As discussed above, the processor, for instance a controller, is configured to implements any methods as defined herein. The controller can be implemented in numerous ways, with software and/or hardware, to perform the various functions required. A processor is one example of a controller which employs one or more microprocessors that may be programmed using software (e.g., microcode) to perform the required functions. A controller may however be implemented with or without employing a processor, and also may be implemented as a combination of dedicated hardware to perform some functions and a processor (e.g., one or more programmed microprocessors and associated circuitry) to perform other functions.

Examples of controller components that may be employed in various embodiments of the present disclosure include, but are not limited to, conventional microprocessors, application specific integrated circuits (ASICs), and field-programmable gate arrays (FPGAs).

This exemplary embodiment of the disclosure covers both, a computer program that right from the beginning uses the methods as disclosed herein and a computer program that by means of an update turns an existing program into a program that uses the methods as disclosed herein.

Further on, the computer program element might be able to provide all necessary steps to fulfil the procedure of an exemplary embodiment of the method as described above. According to a further exemplary embodiment of the present disclosure, a computer readable medium, such as a CD-ROM, is presented wherein the computer readable medium has a computer program element stored on it which computer program element is described by the preceding section. A computer program may be stored and/or distributed on a suitable medium, such as an optical storage medium or a solid-state medium supplied together with or as part of other hardware, but may also be distributed in other forms, such as via the internet or other wired or wireless telecommunication systems.

However, the computer program may also be presented over a network like the World Wide Web and can be downloaded into the working memory of a data processor from such a network. According to a further exemplary embodiment of the present disclosure, a medium for making a computer program element available for downloading is provided, which computer program element is arranged to perform a method according to one of the previously described embodiments of the disclosure.
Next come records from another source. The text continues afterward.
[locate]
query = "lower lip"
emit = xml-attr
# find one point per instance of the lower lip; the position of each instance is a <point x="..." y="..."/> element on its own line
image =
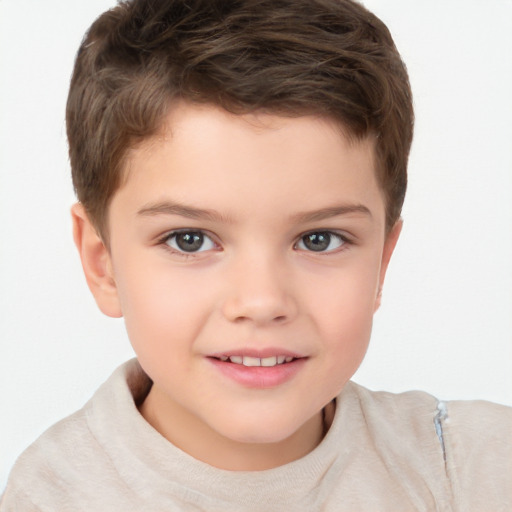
<point x="259" y="377"/>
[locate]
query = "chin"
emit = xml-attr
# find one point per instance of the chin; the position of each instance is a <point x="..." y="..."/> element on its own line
<point x="260" y="432"/>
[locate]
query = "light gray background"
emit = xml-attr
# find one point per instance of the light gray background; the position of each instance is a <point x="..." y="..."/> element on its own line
<point x="446" y="321"/>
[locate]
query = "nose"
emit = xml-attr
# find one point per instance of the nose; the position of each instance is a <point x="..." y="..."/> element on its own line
<point x="260" y="291"/>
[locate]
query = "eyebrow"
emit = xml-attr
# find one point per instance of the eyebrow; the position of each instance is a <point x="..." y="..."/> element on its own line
<point x="333" y="211"/>
<point x="190" y="212"/>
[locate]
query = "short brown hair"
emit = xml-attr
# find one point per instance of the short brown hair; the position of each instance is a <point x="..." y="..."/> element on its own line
<point x="292" y="57"/>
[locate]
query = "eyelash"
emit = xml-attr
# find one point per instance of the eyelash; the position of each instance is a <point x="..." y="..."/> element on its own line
<point x="344" y="242"/>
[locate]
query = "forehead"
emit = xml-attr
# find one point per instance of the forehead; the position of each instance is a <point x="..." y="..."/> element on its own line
<point x="208" y="153"/>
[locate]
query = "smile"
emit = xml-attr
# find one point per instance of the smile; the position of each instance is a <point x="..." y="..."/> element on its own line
<point x="257" y="361"/>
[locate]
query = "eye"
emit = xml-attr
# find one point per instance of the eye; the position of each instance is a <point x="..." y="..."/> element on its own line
<point x="321" y="241"/>
<point x="190" y="241"/>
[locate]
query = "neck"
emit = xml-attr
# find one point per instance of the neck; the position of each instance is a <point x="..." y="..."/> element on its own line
<point x="196" y="438"/>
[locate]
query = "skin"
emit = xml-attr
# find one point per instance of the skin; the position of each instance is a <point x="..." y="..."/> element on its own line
<point x="254" y="185"/>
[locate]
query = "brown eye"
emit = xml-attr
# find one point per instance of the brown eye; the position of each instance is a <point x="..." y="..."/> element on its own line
<point x="190" y="241"/>
<point x="320" y="241"/>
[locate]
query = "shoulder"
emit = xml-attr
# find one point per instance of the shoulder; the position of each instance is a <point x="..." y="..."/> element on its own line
<point x="466" y="443"/>
<point x="44" y="469"/>
<point x="478" y="442"/>
<point x="71" y="458"/>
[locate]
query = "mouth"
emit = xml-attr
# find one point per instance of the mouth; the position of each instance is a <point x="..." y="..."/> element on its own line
<point x="259" y="369"/>
<point x="267" y="362"/>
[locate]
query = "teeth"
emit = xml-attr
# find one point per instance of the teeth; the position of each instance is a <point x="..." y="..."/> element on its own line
<point x="269" y="361"/>
<point x="256" y="361"/>
<point x="251" y="361"/>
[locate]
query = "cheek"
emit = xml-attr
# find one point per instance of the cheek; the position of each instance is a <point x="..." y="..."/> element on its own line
<point x="163" y="309"/>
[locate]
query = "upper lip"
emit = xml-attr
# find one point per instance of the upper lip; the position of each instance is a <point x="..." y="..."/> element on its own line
<point x="257" y="353"/>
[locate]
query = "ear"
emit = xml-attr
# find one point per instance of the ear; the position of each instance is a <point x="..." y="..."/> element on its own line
<point x="96" y="262"/>
<point x="389" y="247"/>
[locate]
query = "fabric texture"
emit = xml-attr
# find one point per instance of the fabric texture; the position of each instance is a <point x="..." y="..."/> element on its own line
<point x="383" y="452"/>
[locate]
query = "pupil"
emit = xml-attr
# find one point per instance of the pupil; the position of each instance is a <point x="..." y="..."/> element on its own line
<point x="317" y="241"/>
<point x="189" y="242"/>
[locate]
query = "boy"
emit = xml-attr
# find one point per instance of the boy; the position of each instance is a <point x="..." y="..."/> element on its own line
<point x="241" y="168"/>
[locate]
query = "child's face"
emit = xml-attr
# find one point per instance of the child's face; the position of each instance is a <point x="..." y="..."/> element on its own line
<point x="255" y="237"/>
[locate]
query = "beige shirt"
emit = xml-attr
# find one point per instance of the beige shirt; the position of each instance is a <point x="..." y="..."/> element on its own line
<point x="383" y="452"/>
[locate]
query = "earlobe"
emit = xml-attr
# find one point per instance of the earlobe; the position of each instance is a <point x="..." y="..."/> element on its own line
<point x="389" y="246"/>
<point x="96" y="262"/>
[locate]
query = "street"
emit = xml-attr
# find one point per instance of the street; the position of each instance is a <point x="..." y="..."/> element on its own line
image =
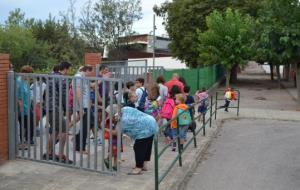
<point x="252" y="155"/>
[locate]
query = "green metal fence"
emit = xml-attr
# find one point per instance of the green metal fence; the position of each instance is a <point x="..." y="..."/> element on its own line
<point x="212" y="111"/>
<point x="197" y="78"/>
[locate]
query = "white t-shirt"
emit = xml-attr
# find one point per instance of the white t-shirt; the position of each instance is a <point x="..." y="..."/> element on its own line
<point x="163" y="92"/>
<point x="139" y="94"/>
<point x="37" y="85"/>
<point x="84" y="90"/>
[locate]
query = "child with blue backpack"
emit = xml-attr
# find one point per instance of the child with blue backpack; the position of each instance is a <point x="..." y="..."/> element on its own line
<point x="182" y="122"/>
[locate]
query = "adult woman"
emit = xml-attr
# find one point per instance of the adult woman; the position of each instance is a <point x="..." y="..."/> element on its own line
<point x="163" y="90"/>
<point x="141" y="128"/>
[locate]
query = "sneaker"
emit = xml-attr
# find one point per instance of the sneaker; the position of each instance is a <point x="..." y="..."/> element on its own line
<point x="23" y="146"/>
<point x="99" y="142"/>
<point x="37" y="132"/>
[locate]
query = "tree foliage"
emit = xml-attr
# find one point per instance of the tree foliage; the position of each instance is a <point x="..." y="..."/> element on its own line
<point x="227" y="41"/>
<point x="105" y="21"/>
<point x="183" y="18"/>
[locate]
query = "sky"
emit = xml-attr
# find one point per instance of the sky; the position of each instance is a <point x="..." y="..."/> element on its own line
<point x="40" y="9"/>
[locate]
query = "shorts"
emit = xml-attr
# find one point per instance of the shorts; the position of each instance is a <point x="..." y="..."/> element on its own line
<point x="202" y="109"/>
<point x="115" y="146"/>
<point x="182" y="132"/>
<point x="37" y="112"/>
<point x="56" y="122"/>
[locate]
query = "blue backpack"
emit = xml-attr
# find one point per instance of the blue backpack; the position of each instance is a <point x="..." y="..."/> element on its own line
<point x="142" y="102"/>
<point x="184" y="118"/>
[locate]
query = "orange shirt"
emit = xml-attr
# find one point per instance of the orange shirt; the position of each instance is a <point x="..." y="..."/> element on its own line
<point x="173" y="82"/>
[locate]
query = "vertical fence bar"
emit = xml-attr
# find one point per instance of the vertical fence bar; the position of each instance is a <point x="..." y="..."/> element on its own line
<point x="203" y="124"/>
<point x="238" y="107"/>
<point x="22" y="109"/>
<point x="17" y="125"/>
<point x="96" y="125"/>
<point x="60" y="144"/>
<point x="41" y="87"/>
<point x="210" y="115"/>
<point x="119" y="129"/>
<point x="156" y="173"/>
<point x="178" y="145"/>
<point x="53" y="118"/>
<point x="216" y="105"/>
<point x="103" y="121"/>
<point x="34" y="96"/>
<point x="28" y="118"/>
<point x="88" y="122"/>
<point x="81" y="107"/>
<point x="47" y="118"/>
<point x="74" y="119"/>
<point x="11" y="113"/>
<point x="67" y="118"/>
<point x="110" y="124"/>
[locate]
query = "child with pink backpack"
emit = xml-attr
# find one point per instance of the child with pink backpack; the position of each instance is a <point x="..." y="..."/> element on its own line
<point x="167" y="111"/>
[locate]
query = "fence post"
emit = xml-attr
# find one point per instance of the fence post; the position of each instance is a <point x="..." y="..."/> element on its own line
<point x="194" y="136"/>
<point x="211" y="105"/>
<point x="238" y="108"/>
<point x="156" y="174"/>
<point x="203" y="125"/>
<point x="216" y="105"/>
<point x="179" y="146"/>
<point x="11" y="115"/>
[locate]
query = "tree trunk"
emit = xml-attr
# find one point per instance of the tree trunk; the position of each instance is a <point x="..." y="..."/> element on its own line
<point x="228" y="73"/>
<point x="278" y="75"/>
<point x="271" y="71"/>
<point x="298" y="83"/>
<point x="234" y="72"/>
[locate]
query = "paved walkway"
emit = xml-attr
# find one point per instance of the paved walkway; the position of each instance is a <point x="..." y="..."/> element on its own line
<point x="256" y="102"/>
<point x="259" y="150"/>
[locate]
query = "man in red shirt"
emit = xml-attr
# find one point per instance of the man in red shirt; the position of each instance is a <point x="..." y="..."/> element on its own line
<point x="174" y="81"/>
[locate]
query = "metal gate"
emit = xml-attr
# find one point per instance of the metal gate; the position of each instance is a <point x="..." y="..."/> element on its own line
<point x="132" y="69"/>
<point x="67" y="115"/>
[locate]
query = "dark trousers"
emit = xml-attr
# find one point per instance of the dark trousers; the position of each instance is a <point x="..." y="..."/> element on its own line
<point x="142" y="150"/>
<point x="226" y="105"/>
<point x="84" y="130"/>
<point x="25" y="127"/>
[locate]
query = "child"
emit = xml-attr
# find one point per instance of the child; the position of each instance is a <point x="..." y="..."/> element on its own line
<point x="152" y="105"/>
<point x="229" y="96"/>
<point x="130" y="88"/>
<point x="114" y="133"/>
<point x="202" y="96"/>
<point x="182" y="122"/>
<point x="189" y="102"/>
<point x="132" y="98"/>
<point x="167" y="111"/>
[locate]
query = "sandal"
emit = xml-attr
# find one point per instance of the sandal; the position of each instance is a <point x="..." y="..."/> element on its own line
<point x="135" y="173"/>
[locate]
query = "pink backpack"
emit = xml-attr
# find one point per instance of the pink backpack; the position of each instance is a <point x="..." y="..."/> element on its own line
<point x="167" y="109"/>
<point x="70" y="97"/>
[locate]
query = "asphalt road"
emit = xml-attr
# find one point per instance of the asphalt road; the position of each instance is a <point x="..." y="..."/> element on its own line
<point x="251" y="155"/>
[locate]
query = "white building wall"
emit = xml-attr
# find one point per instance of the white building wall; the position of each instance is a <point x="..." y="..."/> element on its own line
<point x="166" y="62"/>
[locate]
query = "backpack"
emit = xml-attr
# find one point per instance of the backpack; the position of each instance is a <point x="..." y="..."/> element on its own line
<point x="167" y="109"/>
<point x="184" y="117"/>
<point x="70" y="96"/>
<point x="142" y="101"/>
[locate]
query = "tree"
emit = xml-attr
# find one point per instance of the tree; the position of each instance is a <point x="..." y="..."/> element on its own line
<point x="105" y="21"/>
<point x="281" y="20"/>
<point x="227" y="41"/>
<point x="24" y="48"/>
<point x="279" y="37"/>
<point x="183" y="18"/>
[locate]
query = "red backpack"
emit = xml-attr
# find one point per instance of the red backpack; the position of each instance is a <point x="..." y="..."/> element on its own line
<point x="167" y="109"/>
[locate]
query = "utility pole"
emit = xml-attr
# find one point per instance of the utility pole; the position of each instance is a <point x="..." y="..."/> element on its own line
<point x="154" y="40"/>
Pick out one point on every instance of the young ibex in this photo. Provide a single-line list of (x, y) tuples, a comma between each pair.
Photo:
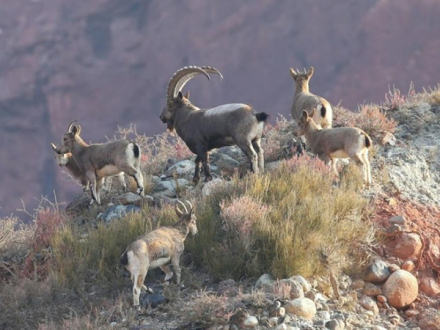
[(98, 161), (158, 248), (341, 142), (204, 130), (67, 161), (304, 100)]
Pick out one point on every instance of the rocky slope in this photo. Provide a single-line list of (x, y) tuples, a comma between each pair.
[(107, 63)]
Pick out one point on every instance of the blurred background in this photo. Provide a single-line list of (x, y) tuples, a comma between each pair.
[(107, 63)]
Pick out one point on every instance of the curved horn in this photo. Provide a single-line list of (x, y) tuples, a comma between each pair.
[(69, 128), (210, 69), (181, 77), (186, 210)]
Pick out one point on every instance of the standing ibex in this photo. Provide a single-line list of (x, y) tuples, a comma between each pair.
[(67, 161), (158, 248), (203, 130), (333, 143), (98, 161), (304, 100)]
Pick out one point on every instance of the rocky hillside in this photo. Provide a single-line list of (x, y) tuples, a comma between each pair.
[(107, 63), (340, 257)]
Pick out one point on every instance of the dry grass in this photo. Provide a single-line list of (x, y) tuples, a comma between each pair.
[(370, 119), (279, 140), (283, 222)]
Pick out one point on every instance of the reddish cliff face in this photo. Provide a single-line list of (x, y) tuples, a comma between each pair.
[(107, 63)]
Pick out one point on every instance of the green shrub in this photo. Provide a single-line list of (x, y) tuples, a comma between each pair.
[(283, 222)]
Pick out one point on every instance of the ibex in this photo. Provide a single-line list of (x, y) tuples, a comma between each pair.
[(304, 100), (98, 161), (204, 130), (67, 161), (158, 248), (341, 142)]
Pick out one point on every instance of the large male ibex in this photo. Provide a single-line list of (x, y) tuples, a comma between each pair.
[(204, 130)]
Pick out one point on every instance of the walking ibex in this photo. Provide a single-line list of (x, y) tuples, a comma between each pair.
[(204, 130)]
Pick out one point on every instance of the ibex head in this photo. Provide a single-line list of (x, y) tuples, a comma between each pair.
[(69, 137), (303, 76), (62, 159), (187, 216), (175, 98)]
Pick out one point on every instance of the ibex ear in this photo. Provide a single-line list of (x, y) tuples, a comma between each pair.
[(293, 73), (76, 129)]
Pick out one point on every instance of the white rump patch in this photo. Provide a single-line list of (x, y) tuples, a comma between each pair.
[(159, 262), (129, 152), (224, 109), (339, 154), (108, 170)]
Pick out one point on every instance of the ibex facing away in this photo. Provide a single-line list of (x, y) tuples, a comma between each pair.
[(98, 161), (67, 161), (204, 130), (158, 248), (341, 142), (306, 101)]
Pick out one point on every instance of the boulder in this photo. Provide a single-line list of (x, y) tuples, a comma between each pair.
[(303, 307), (408, 246), (211, 186), (377, 272), (429, 320), (181, 169), (430, 287), (400, 289), (301, 280)]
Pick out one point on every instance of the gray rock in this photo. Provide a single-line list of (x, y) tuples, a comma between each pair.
[(181, 169), (372, 290), (127, 198), (226, 163), (169, 188), (265, 281), (301, 280), (377, 272), (117, 212), (153, 300), (211, 186), (250, 322), (303, 307), (335, 325), (369, 304)]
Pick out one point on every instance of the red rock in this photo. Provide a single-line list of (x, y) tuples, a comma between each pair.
[(408, 246), (430, 287), (400, 289), (408, 266)]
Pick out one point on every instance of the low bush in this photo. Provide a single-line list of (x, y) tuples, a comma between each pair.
[(370, 119), (285, 222)]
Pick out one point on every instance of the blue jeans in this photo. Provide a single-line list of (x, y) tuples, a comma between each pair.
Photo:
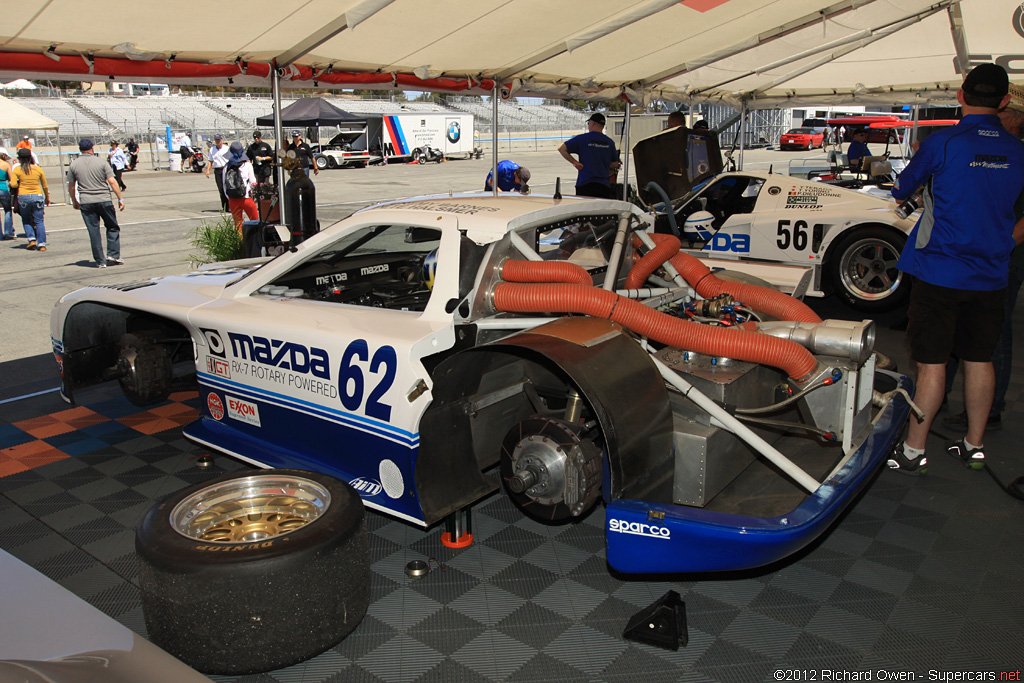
[(31, 207), (8, 215), (1003, 356), (92, 213)]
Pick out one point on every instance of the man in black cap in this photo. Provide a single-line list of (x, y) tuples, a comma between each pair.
[(597, 159), (302, 152), (261, 155), (90, 181), (957, 256)]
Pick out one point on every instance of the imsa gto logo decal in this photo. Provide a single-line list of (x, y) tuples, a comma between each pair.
[(367, 487), (639, 528)]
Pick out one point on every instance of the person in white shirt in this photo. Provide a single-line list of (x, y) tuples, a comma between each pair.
[(219, 155), (118, 160), (245, 204), (185, 151)]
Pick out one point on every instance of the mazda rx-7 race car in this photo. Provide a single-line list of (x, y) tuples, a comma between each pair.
[(432, 352), (850, 240), (428, 351)]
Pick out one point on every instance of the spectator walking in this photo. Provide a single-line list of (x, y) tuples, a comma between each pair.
[(118, 161), (302, 152), (239, 181), (90, 182), (1012, 117), (33, 196), (261, 156), (5, 198), (597, 158), (132, 148), (511, 177), (185, 151), (957, 256), (218, 159)]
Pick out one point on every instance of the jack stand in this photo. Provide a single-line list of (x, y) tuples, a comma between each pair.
[(459, 527), (662, 625)]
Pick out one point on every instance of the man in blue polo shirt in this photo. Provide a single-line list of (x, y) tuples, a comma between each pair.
[(511, 177), (858, 148), (957, 256), (597, 159)]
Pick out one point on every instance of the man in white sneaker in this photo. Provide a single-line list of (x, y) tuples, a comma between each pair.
[(958, 257), (90, 181)]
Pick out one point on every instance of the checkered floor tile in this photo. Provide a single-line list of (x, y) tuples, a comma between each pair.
[(920, 574)]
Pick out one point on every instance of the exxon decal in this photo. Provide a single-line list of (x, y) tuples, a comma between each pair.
[(367, 487), (639, 528), (287, 355)]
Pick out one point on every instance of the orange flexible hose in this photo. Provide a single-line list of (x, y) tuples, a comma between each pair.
[(796, 360), (650, 262), (709, 286)]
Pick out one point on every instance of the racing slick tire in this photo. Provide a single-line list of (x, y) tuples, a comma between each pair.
[(863, 272), (254, 570), (144, 370)]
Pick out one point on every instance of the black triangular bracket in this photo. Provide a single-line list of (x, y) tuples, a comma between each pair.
[(662, 625)]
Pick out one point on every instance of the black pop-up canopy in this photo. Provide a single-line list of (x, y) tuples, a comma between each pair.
[(310, 112)]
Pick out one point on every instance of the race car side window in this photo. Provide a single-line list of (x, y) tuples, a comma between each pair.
[(731, 195), (585, 241), (385, 266)]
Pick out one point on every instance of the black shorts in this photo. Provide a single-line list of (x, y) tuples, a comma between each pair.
[(944, 321), (595, 189)]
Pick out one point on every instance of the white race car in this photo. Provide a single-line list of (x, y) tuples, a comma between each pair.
[(428, 352), (850, 240)]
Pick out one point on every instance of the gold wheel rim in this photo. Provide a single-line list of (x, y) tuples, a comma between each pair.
[(250, 509)]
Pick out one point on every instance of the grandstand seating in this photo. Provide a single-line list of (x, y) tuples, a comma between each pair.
[(148, 116)]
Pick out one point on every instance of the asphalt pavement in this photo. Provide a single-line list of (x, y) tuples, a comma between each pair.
[(161, 207)]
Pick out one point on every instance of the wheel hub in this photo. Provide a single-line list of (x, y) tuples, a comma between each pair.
[(550, 470)]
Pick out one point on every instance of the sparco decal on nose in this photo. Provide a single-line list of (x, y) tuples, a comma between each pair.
[(639, 528)]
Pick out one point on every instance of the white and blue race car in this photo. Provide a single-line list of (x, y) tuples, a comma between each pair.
[(435, 351), (849, 240)]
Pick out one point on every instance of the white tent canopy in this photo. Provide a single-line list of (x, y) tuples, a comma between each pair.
[(765, 52), (15, 117)]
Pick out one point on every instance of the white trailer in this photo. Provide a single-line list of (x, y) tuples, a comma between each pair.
[(398, 136)]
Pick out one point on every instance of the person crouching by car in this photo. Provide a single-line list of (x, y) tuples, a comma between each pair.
[(33, 195), (239, 180), (511, 177)]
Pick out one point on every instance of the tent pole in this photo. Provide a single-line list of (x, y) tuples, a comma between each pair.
[(279, 133), (626, 164), (64, 184), (494, 139), (742, 132), (912, 137)]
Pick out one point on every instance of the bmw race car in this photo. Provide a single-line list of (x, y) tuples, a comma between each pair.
[(849, 240), (432, 352)]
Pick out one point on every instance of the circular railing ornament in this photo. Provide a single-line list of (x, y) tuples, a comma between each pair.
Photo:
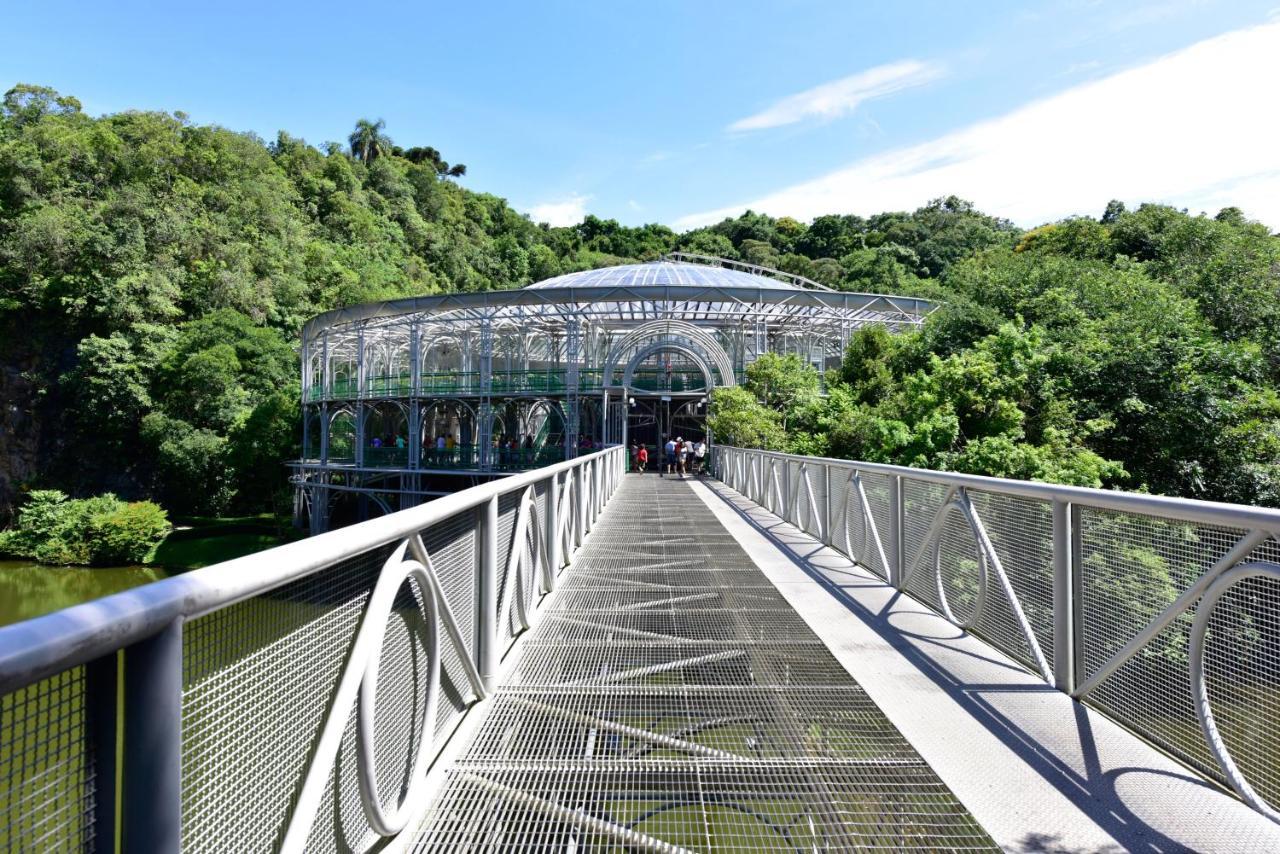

It has to be noted that embodiments of the current discloser are described with reference to different subject matters. In particular, some embodiments are described with reference to method type claims whereas other embodiments are described with reference to the device type claims. However, a person skilled in the art will gather from the above and the following description that, unless otherwise notified, in addition to any combination of features belonging to one type of subject matter also any combination between features relating to different subject matters is considered to be disclosed with this application. However, all features can be combined providing synergetic effects that are more than the simple summation of the features.

While the currently disclosed concepts have been illustrated and described in detail in the drawings and foregoing description, such illustration and description are to be considered illustrative or exemplary and not restrictive. The claims are not limited to the disclosed embodiments. Other variations to the disclosed embodiments can be understood and effected by those skilled in the art in practicing a disclosed concept, from a study of the drawings, the disclosure, and the dependent claims.

In the claims, the word “comprising” does not exclude other elements or steps, and the indefinite article “a” or “an” does not exclude a plurality. A single processor or other unit may fulfil the functions of several items re-cited in the claims. The mere fact that certain measures are re-cited in mutually different dependent claims does not indicate that a combination of these measures cannot be used to advantage. Any reference signs in the claims should not be construed as limiting the scope.